At trial, the case was seemingly open-and-shut. There was no dispute the group seized the refuge, established armed patrols and vetted those who visited. “Ladies and gentlemen, this case is not a whodunit,” Assistant U.S. Attorney Ethan Knight said in his closing argument, arguing that the group decided to take over a federal workplace that didn’t belong to them. 
On technical grounds, the defendants said they never discussed stopping individual workers from accessing their offices but merely wanted the land and the buildings. On emotional grounds, Ammon Bundy and other defendants argued that the takeover was an act of civil disobedience against an out-of-control federal government that has crippled the rural West. Federal prosecutors took two weeks to present their case, finishing with a display of more than 30 guns seized after the standoff. An FBI agent testified that 16,636 live rounds and nearly 1,700 spent casings were found. 

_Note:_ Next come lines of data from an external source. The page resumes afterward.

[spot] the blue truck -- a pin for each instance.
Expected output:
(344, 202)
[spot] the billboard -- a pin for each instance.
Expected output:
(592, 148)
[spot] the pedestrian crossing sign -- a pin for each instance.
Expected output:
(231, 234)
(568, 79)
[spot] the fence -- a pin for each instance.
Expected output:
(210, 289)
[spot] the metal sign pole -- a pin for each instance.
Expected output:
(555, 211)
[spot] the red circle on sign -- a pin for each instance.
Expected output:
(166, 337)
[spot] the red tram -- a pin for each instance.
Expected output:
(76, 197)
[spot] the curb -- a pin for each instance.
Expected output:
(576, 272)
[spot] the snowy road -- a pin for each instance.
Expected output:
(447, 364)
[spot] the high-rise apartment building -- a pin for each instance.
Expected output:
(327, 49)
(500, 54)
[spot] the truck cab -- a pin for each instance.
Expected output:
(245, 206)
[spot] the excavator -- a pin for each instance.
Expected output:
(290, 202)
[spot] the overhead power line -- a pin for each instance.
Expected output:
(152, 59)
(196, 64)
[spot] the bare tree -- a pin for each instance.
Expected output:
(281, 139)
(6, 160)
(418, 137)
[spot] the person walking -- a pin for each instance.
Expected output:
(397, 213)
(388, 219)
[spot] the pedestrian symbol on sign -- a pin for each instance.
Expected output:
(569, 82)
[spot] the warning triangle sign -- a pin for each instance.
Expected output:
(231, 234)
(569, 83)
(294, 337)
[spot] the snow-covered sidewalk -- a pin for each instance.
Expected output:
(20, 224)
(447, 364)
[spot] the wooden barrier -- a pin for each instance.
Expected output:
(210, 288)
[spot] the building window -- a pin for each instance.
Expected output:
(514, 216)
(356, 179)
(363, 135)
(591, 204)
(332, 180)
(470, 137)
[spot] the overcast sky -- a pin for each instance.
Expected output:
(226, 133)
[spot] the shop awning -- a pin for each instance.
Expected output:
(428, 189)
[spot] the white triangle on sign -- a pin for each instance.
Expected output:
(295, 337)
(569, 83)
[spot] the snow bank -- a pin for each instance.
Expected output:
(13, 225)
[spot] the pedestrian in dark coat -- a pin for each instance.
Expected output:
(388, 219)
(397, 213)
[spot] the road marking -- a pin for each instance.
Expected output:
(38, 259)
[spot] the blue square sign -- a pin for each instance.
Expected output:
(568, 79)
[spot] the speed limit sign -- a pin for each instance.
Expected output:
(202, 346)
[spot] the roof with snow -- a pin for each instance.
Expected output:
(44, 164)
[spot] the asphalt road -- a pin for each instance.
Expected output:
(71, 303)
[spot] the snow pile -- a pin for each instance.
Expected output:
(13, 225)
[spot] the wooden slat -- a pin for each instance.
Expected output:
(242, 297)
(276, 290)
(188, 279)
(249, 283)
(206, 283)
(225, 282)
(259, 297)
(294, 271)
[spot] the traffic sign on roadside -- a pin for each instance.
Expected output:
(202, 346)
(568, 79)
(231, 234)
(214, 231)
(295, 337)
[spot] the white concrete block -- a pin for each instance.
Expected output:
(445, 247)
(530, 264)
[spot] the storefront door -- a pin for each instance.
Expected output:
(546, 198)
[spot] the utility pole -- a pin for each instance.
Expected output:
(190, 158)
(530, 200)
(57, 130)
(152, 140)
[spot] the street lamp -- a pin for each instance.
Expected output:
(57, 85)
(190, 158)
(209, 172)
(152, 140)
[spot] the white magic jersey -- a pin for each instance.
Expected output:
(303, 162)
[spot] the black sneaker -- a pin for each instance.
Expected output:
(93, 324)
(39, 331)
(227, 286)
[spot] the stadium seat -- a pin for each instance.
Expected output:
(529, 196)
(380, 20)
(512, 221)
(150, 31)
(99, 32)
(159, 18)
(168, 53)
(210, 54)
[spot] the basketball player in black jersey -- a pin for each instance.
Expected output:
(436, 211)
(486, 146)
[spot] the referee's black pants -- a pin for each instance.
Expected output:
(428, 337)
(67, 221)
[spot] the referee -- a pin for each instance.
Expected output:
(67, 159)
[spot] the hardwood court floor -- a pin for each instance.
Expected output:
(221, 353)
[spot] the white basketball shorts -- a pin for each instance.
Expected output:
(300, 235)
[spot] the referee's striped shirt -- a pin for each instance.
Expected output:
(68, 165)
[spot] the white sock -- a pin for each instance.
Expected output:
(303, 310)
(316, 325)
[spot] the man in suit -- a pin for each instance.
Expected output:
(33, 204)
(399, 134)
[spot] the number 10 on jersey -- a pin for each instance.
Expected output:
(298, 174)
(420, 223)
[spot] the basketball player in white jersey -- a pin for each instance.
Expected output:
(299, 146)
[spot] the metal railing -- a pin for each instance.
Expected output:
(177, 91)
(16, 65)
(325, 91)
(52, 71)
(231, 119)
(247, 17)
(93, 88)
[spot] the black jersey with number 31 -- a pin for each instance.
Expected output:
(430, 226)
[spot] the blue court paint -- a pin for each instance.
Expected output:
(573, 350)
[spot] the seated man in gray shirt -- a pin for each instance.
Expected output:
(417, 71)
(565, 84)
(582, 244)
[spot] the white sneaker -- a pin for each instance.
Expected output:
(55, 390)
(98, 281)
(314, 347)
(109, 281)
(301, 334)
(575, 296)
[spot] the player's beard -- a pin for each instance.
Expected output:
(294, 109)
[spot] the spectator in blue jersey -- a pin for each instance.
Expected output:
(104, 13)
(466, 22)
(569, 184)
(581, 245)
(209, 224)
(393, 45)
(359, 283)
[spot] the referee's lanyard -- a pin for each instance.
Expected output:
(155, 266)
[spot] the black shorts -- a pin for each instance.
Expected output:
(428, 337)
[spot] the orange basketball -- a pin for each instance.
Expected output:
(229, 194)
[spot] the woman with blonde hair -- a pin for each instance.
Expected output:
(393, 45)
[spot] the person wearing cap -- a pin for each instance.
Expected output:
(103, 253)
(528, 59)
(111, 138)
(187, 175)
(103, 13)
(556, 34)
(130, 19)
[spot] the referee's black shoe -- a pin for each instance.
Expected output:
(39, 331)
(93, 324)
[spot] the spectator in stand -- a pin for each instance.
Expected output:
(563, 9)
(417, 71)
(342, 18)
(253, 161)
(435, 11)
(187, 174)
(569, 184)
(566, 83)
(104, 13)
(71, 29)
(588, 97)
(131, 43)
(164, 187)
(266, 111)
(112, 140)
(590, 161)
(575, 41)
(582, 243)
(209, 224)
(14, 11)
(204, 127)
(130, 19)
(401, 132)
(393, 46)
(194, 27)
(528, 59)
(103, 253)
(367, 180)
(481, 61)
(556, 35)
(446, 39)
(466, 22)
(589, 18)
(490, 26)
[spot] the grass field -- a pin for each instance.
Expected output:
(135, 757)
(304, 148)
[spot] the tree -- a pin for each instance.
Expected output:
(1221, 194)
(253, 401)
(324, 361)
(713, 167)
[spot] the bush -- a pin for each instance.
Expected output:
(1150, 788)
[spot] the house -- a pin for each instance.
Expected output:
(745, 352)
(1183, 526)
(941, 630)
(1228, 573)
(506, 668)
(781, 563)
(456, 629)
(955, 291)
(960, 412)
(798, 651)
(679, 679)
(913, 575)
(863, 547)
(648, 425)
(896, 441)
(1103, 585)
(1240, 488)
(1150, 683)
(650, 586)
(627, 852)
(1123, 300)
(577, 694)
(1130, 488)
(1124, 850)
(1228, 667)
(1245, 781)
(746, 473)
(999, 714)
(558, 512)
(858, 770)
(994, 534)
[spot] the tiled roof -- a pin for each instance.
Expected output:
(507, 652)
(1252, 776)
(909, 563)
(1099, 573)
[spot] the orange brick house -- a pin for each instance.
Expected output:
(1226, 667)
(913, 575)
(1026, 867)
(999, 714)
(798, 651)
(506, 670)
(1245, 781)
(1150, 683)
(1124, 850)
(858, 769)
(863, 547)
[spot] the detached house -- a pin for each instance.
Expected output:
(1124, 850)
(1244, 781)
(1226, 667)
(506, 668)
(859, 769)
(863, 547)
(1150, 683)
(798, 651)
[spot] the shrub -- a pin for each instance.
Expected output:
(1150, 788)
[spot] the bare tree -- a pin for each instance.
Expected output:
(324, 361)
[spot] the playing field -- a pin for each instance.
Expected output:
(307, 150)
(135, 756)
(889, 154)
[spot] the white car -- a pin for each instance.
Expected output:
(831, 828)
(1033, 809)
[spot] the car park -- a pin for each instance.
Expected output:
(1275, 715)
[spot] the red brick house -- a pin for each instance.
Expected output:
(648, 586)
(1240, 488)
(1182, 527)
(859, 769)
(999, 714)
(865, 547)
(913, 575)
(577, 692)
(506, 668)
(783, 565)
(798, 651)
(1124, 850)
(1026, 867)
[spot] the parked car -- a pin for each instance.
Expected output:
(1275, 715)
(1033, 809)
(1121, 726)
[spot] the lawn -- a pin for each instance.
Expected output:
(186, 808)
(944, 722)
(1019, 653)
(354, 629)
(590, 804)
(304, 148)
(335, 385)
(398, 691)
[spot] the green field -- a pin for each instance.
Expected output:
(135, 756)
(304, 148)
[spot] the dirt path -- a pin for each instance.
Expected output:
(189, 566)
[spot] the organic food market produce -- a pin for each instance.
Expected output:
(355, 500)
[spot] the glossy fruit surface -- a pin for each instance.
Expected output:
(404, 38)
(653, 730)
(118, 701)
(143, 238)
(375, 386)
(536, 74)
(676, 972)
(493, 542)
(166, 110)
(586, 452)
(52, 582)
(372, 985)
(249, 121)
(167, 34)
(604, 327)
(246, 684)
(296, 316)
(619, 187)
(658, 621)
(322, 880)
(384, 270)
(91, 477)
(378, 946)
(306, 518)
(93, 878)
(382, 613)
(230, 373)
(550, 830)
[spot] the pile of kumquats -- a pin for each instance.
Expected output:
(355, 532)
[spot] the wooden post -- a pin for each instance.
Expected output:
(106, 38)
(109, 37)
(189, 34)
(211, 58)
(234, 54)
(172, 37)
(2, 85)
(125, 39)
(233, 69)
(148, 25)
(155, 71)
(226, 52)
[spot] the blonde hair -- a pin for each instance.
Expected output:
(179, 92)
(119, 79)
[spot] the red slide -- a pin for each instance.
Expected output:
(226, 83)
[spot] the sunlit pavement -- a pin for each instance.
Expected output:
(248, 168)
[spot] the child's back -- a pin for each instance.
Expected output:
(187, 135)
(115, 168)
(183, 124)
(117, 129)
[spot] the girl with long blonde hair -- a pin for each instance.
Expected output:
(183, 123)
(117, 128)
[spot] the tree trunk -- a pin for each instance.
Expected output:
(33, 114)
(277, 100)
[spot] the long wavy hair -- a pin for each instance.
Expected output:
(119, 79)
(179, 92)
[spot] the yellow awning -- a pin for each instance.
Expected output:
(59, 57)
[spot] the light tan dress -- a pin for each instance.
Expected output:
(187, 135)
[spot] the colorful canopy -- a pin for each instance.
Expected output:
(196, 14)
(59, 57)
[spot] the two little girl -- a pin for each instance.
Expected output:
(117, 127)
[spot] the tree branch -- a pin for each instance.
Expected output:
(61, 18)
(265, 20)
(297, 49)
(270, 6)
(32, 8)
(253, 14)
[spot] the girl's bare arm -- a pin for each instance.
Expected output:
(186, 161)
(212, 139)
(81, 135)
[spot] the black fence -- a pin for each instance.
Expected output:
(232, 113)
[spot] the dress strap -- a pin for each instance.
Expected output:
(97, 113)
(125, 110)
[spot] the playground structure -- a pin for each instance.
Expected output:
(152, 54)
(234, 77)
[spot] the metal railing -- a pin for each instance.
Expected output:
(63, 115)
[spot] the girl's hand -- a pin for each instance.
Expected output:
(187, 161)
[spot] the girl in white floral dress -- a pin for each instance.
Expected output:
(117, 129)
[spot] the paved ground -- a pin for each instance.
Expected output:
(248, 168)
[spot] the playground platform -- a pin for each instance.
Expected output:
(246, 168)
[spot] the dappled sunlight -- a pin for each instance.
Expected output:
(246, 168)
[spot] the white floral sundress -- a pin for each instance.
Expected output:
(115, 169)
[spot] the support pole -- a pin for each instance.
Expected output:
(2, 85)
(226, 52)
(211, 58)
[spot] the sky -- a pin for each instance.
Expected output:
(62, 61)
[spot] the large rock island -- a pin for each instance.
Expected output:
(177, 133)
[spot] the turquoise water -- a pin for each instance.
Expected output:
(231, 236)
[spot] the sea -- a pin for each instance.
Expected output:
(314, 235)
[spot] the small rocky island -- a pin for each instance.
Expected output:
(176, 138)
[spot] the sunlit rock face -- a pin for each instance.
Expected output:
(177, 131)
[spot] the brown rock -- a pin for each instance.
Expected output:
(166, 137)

Bundy testified in his defense, spending three days amplifying his belief that government overreach is destroying Western communities that rely on the land. He said the plan was to take ownership of the refuge by occupying it for a period of time and then turn it over to local officials to use as they saw fit. Bundy also testified that the occupiers carried guns because they would have been arrested immediately otherwise and to protect themselves against possible government attack. Ryan Bundy, who acted his own attorney, did not testify.
Authorities had charged 26 occupiers with conspiracy. Eleven pleaded guilty, and another had the charge dropped. Seven defendants chose not to be tried at this time. Their trial is scheduled to begin Feb. 14.
Despite the fact that the trial was held in Portland, the jury pool drew from all over the state and not just this coastal urban center.